Pânico e "novo normal"


Recentemente o presidente Donald Trump, curado da Covid-19, tuitou que os americanos devem ter esperança contra o vírus. Chris Evans, o ator de Capitão América, protestou no mesmo Twitter, alegando que aquelas palavras supostamente irresponsáveis “eram demais até para Trump”. O comentarista político e comediante Steven Crowder, por sua vez, redarguiu a Evans: considerando a baixíssima taxa de mortes pela (e com a) doença, há motivos para desesperançar? 

A despeito de eventual motivação politiqueira do astro d’Os Vingadores, a situação é ilustrativa de como o medo nos pode turvar a reta visão das coisas. Evans é seguido acriticamente por milhões de pessoas, gera opiniões e amplifica posições recebidas. Para não frustrar a sina dos artistas, o Steve Rogers das telas não se faz de rogado em nutrir o debate público com sua cota de estupidez (o ator, por exemplo, é favorável ao aborto). 

Segundo Santo Tomás, o medo é uma das paixões da dimensão irascível da alma e diz respeito a um mal presumivelmente por realizar, o sofrimento com respeito a um mal que se mostre futura e proximamente: tememos mais as ondas próximas que os maremotos longínquos. Assim, em mentes normais, o nível do resguardo psicológico do temor é proporcional à ameaça que se apresenta. Temer igualmente um pequeno peixe de aquário e um tubarão é sinal inequívoco de disfunção no juízo, de destempero psíquico. 

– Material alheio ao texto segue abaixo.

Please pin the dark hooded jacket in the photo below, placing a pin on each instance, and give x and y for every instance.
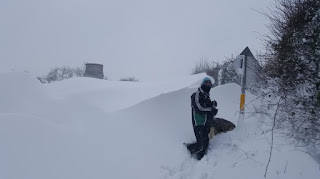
(201, 107)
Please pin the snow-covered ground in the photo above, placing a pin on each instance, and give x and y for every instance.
(90, 128)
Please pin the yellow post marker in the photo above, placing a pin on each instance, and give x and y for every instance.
(242, 102)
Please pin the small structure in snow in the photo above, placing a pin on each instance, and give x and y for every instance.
(94, 70)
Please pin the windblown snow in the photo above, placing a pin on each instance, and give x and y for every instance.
(88, 128)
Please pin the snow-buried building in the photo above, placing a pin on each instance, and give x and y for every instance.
(94, 70)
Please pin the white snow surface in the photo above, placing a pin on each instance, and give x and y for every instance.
(88, 128)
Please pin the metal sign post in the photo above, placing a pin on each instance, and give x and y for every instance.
(243, 85)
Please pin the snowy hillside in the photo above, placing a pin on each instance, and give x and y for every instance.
(87, 128)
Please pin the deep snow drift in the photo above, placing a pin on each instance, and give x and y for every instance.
(89, 128)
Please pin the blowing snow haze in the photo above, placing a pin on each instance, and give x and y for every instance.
(147, 39)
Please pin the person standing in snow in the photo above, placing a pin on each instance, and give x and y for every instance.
(203, 112)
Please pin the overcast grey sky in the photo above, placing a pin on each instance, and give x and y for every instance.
(148, 39)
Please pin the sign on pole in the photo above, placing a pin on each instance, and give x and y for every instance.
(246, 66)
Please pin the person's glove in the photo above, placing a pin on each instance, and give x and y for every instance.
(214, 111)
(214, 103)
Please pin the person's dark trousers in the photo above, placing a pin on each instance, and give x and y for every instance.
(199, 149)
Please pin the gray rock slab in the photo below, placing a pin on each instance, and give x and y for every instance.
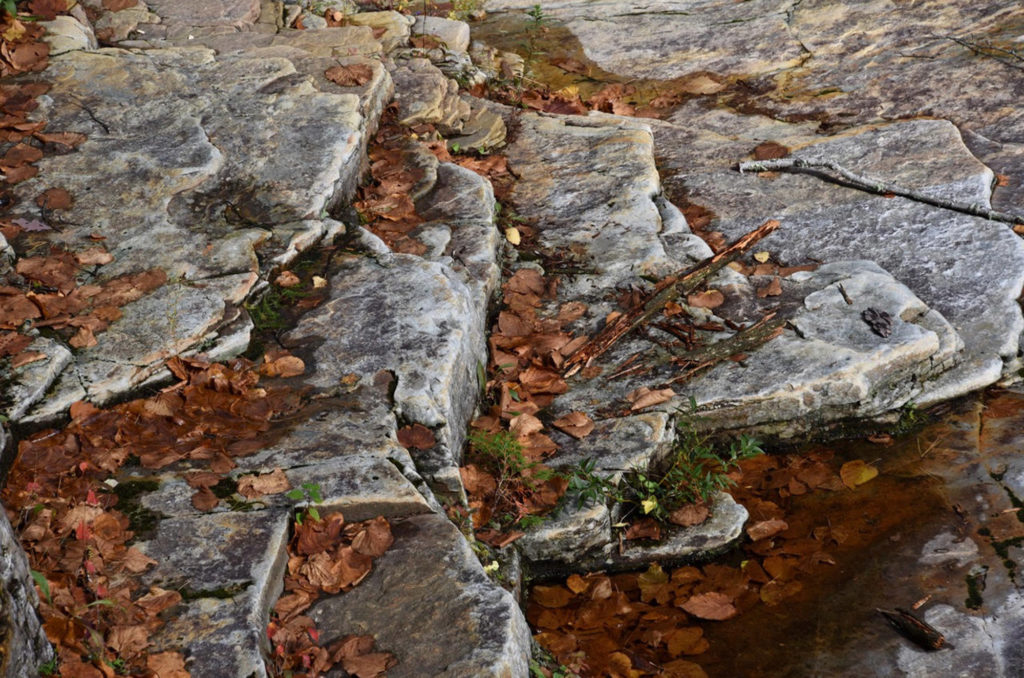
(667, 40)
(617, 446)
(454, 34)
(25, 643)
(223, 636)
(969, 269)
(430, 574)
(209, 554)
(832, 367)
(201, 158)
(416, 320)
(233, 13)
(393, 28)
(424, 94)
(588, 185)
(28, 384)
(360, 484)
(567, 534)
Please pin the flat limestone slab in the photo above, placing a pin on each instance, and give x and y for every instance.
(428, 601)
(415, 319)
(670, 39)
(969, 269)
(192, 161)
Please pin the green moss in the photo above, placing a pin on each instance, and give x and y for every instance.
(220, 593)
(975, 586)
(140, 519)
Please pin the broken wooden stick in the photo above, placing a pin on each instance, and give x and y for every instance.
(914, 629)
(669, 289)
(820, 168)
(743, 341)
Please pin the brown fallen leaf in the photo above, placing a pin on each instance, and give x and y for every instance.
(706, 299)
(93, 256)
(691, 514)
(205, 500)
(353, 75)
(416, 436)
(772, 289)
(287, 279)
(856, 473)
(577, 424)
(645, 397)
(54, 199)
(712, 605)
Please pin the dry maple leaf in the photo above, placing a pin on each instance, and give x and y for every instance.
(577, 424)
(273, 482)
(645, 397)
(689, 515)
(766, 528)
(712, 605)
(352, 75)
(416, 436)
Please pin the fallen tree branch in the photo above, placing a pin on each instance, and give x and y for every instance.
(743, 341)
(669, 289)
(870, 184)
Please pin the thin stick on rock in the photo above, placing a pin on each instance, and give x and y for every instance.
(669, 289)
(820, 168)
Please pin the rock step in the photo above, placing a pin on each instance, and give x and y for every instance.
(203, 154)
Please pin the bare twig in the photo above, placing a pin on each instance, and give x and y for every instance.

A histeria, como tecnicamente se chama um tal evento, pode, sim, alçar-se à categoria de comportamento social, turvando nossa visão a ponto de, içada a âncora que nos aferra à realidade, tornar legítima e aplaudida a loucura que, logo, institucionaliza-se. 

Na Inglaterra, às quartas-feiras (com manifestações também em outros países europeus), as pessoas têm comparecido às janelas para homenagear com aplausos os profissionais de saúde, que certamente prestam serviço indispensável neste momento de pandemia e, de fato, merecem louvores. Difundida entre os britânicos sob o título #clapforourcarers, a prática começou na Itália, com crianças pendurando desenhos nos parapeitos para renovar a esperança de que tutto andrà bene. Não sei se Evans aprova. 

Os aplausos são ululantes, entusiasmados, mas o ato, a priori meritório, pode implicar um problema, como notou certo escritor: quando muitas pessoas expressam um gesto coletivamente, como será visto aquele que se abstiver de fazê-lo? Certamente, como inimigo do povo. Posso fazer um belíssimo trabalho nos bastidores, subsidiar os serviços de saúde e auxiliar aos fins de semana as crianças com câncer da minha cidade, mas simplesmente não me levantar para ir até minha janela às 20h das quartas. “Qualquer que seja a sua convicção interior, é mais seguro participar. Fazendo isso, você evita chamar a atenção para si mesmo e presume-se que pensa e se sente como qualquer outra pessoa, o que é sempre mais seguro”. 

Na Romênia comunista, a população era obrigada a aplaudir Ceausescu com euforia, histericamente, continuando enquanto ninguém parasse para não se mostrar desalinhado à burocracia oficial. 

Nesta pandemia, não ceder ao pânico, apesar de respeitosamente lamentar cada morte, tornou-se sinal de insensibilidade e irresponsabilidade. No chamado “novo normal”, não basta ter emoções, há que expressá-las. Isso não tem relação com a lição sobre a mulher de César (“À mulher de César não basta ser honesta, tem de parecer honesta”), nem tampouco com a instigação de virtudes cívicas, mas com a sinalização hipócrita (e portanto falsa) destas. 

A esses, cabe mais: “A mulher de César não precisa ser honesta, basta bradar que o é”.